Taika Waititi’s follow–up to his wonderfully funny vampires–in–Wellington mockumentary What We Do in the Shadows is a return to the character comedy and moving melancholy of his Boy and Eagle Vs. Shark, and offers the priceless odd–couple onscreen pairing of almost–complete– unknown Julian Dennison and old pro Sam Neill, who’s never been hairier or grungier.
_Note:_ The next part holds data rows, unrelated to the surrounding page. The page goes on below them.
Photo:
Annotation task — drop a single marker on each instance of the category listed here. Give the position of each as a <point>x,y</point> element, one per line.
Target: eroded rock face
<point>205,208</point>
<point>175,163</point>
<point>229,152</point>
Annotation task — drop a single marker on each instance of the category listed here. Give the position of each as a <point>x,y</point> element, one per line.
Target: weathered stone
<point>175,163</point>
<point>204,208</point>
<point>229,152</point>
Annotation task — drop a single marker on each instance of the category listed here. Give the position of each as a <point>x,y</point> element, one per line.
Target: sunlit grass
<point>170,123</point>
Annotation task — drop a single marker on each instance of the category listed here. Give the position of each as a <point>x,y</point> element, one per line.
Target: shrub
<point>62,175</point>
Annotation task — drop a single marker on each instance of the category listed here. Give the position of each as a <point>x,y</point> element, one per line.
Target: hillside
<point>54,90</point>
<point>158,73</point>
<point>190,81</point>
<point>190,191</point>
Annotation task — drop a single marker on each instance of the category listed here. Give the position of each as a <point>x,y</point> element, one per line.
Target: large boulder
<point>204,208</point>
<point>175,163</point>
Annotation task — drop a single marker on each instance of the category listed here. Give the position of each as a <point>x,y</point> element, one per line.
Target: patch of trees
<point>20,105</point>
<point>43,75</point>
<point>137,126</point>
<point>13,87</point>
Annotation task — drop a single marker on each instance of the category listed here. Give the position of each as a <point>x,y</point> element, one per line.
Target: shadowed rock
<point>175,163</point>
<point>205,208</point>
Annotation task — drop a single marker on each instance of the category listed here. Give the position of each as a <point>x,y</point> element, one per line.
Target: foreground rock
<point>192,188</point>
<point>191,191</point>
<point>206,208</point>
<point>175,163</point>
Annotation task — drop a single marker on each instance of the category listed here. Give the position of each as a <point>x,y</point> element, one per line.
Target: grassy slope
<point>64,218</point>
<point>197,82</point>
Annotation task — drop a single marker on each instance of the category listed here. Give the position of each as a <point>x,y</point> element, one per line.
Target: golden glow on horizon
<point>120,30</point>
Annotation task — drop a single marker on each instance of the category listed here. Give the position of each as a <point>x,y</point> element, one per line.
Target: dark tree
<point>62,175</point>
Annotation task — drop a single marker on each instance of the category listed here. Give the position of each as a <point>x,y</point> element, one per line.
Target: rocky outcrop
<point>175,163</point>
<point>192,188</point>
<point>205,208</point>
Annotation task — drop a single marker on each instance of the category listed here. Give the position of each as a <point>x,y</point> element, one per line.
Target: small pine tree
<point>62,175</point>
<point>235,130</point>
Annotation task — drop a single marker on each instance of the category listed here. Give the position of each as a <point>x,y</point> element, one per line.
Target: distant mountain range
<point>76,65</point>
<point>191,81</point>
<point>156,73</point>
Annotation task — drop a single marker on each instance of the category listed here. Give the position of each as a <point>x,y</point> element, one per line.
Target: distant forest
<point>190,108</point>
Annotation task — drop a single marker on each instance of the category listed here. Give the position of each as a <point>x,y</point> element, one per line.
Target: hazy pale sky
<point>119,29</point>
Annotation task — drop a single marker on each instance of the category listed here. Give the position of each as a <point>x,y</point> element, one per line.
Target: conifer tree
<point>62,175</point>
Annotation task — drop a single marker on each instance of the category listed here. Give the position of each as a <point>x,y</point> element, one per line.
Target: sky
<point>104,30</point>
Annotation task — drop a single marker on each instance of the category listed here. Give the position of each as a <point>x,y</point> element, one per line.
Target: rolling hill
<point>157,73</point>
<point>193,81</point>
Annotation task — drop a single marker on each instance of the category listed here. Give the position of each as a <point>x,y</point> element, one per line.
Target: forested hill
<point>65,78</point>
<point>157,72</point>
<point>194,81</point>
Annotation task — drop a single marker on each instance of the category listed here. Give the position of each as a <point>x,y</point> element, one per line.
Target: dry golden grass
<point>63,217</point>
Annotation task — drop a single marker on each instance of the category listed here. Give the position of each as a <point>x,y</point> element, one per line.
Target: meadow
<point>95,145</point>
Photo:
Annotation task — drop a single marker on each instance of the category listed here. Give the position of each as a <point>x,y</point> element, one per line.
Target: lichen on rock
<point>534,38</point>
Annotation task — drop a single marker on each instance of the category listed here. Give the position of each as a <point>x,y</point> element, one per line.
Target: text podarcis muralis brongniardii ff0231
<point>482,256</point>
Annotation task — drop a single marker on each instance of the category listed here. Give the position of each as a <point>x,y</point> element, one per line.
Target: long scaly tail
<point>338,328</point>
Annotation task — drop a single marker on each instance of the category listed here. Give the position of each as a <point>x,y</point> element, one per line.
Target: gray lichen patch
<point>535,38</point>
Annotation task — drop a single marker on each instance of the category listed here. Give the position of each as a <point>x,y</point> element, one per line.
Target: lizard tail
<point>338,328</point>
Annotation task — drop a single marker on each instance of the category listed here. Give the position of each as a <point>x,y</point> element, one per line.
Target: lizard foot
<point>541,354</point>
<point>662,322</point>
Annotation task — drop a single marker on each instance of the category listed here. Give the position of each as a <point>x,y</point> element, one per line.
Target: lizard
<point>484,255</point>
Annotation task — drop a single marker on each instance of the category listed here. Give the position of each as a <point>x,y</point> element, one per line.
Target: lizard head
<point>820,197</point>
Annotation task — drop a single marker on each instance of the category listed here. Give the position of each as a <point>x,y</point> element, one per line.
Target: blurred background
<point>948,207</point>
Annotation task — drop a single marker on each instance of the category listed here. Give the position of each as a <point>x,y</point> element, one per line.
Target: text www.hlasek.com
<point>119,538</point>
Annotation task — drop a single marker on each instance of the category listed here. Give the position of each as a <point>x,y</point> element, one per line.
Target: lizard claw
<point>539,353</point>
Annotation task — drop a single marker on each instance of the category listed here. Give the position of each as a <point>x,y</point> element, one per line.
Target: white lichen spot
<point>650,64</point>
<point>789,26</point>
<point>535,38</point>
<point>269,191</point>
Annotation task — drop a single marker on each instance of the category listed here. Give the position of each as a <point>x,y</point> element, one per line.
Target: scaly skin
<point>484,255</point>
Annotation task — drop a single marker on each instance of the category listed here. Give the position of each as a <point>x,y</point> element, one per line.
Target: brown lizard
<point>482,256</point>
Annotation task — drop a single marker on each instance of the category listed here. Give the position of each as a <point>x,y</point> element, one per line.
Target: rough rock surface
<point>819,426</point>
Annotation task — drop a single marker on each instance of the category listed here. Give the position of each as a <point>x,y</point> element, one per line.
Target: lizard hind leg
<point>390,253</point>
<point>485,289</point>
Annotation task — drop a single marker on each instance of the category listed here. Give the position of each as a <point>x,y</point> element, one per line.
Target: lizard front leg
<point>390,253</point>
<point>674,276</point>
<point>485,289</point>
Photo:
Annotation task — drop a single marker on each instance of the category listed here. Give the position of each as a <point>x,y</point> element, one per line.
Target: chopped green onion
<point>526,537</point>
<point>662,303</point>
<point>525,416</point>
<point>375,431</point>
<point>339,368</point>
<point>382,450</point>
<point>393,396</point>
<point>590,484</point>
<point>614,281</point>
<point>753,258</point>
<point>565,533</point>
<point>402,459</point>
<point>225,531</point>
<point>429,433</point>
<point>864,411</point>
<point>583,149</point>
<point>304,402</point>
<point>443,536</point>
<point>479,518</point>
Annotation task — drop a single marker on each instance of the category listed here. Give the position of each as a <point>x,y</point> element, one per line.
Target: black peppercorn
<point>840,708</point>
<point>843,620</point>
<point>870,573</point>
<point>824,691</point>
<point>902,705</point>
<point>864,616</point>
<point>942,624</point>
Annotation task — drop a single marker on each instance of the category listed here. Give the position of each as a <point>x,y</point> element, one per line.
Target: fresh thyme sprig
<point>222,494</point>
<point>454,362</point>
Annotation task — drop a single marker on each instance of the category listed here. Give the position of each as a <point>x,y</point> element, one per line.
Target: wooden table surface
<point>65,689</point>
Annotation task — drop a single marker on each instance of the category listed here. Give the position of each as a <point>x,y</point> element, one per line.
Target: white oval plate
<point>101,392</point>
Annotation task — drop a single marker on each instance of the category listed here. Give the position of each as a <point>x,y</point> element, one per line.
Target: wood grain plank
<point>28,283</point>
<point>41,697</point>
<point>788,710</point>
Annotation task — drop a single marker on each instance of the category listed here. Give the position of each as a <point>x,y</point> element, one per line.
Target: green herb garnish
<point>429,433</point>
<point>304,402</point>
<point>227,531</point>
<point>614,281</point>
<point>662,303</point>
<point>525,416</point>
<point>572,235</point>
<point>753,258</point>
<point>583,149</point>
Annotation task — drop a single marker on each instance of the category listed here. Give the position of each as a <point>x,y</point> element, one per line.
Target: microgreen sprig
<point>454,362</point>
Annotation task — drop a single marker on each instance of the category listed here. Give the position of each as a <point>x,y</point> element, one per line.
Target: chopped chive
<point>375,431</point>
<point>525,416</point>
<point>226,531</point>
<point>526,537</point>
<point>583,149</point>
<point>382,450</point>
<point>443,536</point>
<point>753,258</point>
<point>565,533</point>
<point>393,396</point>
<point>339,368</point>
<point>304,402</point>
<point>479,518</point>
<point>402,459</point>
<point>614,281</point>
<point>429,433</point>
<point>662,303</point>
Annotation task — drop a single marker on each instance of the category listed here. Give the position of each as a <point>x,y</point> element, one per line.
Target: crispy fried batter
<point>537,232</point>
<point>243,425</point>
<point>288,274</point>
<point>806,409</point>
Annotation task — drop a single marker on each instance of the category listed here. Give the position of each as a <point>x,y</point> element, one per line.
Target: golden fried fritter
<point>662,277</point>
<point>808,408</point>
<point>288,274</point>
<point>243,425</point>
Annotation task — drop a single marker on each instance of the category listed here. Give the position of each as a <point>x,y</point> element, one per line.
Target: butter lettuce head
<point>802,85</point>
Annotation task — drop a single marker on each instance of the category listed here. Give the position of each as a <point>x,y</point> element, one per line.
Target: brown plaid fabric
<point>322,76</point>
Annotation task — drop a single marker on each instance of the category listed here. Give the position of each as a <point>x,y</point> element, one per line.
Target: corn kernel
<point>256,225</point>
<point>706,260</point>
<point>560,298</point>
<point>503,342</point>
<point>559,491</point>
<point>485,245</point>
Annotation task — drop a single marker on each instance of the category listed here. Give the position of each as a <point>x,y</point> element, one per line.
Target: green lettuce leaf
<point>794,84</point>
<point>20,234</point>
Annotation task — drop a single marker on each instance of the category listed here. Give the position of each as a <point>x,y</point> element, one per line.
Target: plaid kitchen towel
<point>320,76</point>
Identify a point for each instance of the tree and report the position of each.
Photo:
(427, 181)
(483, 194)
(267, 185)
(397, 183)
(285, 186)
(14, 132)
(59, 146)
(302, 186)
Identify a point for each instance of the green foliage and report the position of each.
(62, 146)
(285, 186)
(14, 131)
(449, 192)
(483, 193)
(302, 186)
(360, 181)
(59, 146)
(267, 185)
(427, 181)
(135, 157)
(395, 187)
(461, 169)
Drawn from Barry Crump’s novel, this has young troublemaker Ricky Baker (Dennison) sent to a foster home in the boondocks and introduced to his new Aunt Bella (Rima Te Wiata in a similar role to her turn in the underrated Kiwi comedy Housebound) and her grumpy husband Hector (Neill). Baker fancies himself a gangsta and keeps trying to run away but Bella is always forgiving, and just when he finally comes around to her sweet good humour, she goes and does the unthinkable. After the funeral (and a charming cameo by Waititi as a priest), Hector rejects the kid and Ricky tries to escape again,  although a series of misunderstandings lead to nasty child services, the media and others thinking that Hector has kidnapped Ricky and is up to something terrible with him in the wilderness. Months pass, as Ricky, Hector and a dog called Tupac keep evading (however improbably) the police, the army and more, and soon they’re folk heroes, as Waititi takes what could have been unlikely and uneasy material and turns it into a gloriously amusing and touching human drama. Middle Earth, sorry, New Zealand has never looked more breath–taking (and fearsome) and the performances are all tremendous here, from Te Wiata and Waititi’s pal Rhys Darby (as Psycho Sam) to Neill and Dennison, who hold it all together as they get progressively dirtier. And have you heard that Waititi’s next trick will be directing the latest Thor epic? That’ll be choice! Rated M. Hunt for the Wilderpeople is in cinemas from May 25.